Radical Ireland, Conservative America? The Politics of Radical Networks in the 1960s
Even though she returned to the Bogside on 2 September 1969, with the keys to New York, San Francisco and Detroit, Bernadette Devlin must have felt defeated: she had raised only one-tenth of her million-dollar goal despite her impassioned pleas for aid in the wake of the “Battle of the Bogside.” Her two-week speaking tour to raise funds for relief in Northern Ireland had only underlined the differences between the Northern Irish civil rights movement and Catholic Irish-America. This trip, straight from Derry’s barricades, was partially designed to get her out of the Bogside for her safety and partially meant to solicit money from the deep pockets of America.

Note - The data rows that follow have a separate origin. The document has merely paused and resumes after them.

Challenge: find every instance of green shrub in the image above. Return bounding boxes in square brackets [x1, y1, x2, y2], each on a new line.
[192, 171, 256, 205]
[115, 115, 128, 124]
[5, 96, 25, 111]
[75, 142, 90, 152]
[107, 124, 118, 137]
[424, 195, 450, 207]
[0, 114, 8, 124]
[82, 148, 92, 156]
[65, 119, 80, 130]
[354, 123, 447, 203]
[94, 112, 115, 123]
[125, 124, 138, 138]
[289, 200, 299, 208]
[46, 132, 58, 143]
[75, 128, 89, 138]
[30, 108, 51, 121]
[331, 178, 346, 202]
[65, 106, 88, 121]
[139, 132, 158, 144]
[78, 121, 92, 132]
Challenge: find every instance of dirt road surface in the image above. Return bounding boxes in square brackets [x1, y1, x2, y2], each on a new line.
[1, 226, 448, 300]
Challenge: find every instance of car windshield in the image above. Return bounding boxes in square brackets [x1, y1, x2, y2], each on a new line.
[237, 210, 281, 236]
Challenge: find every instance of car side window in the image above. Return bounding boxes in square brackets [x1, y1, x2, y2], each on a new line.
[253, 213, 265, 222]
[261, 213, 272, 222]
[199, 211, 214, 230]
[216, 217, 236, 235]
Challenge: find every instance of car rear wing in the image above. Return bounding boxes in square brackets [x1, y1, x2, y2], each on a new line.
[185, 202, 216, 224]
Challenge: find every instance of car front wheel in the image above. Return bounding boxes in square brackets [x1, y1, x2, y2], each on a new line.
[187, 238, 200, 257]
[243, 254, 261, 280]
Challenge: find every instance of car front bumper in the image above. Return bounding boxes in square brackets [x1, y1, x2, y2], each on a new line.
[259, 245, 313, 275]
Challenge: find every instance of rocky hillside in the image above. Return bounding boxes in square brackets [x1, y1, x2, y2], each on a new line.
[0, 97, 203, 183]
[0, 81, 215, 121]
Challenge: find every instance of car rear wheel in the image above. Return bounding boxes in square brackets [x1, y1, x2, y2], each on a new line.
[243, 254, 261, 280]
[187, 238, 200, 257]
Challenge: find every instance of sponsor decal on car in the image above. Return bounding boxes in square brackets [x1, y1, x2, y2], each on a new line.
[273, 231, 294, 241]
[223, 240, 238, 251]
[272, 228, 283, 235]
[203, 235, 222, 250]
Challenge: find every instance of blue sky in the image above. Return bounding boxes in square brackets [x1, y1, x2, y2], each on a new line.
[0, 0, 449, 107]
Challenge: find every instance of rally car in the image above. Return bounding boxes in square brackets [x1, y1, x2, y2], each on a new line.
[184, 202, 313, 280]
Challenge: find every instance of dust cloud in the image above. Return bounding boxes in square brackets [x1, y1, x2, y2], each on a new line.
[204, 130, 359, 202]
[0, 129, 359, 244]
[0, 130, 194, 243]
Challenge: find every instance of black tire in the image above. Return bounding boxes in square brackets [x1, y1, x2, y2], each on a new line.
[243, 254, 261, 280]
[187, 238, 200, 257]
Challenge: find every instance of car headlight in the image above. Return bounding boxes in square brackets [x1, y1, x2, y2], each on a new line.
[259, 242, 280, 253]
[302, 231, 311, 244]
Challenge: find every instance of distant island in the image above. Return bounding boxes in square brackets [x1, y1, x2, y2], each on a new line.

This paper is an exploration of the connections between radical elements of the Northern Irish civil rights movement and Irish America in the late 1969/early 1970 period. It focuses on how class-related tensions precipitated a split within the Irish civil rights communities on both sides of the Atlantic and how this split eventually created the conditions for the rise of militant Irish republicanism. Specifically this paper looks at the Northern Irish student activist Bernadette Devlin and her 1969 tour of the United States as well as the first conference of the National Association for Irish Justice (NAIJ). The aim of this paper is to begin a discussion on Irish-American networks in the late 1960s – one that not only explores the reflexive relationship between Irish and American class politics but also analyses how those fundamental differences prevented the formation of a broad-based coalition of support.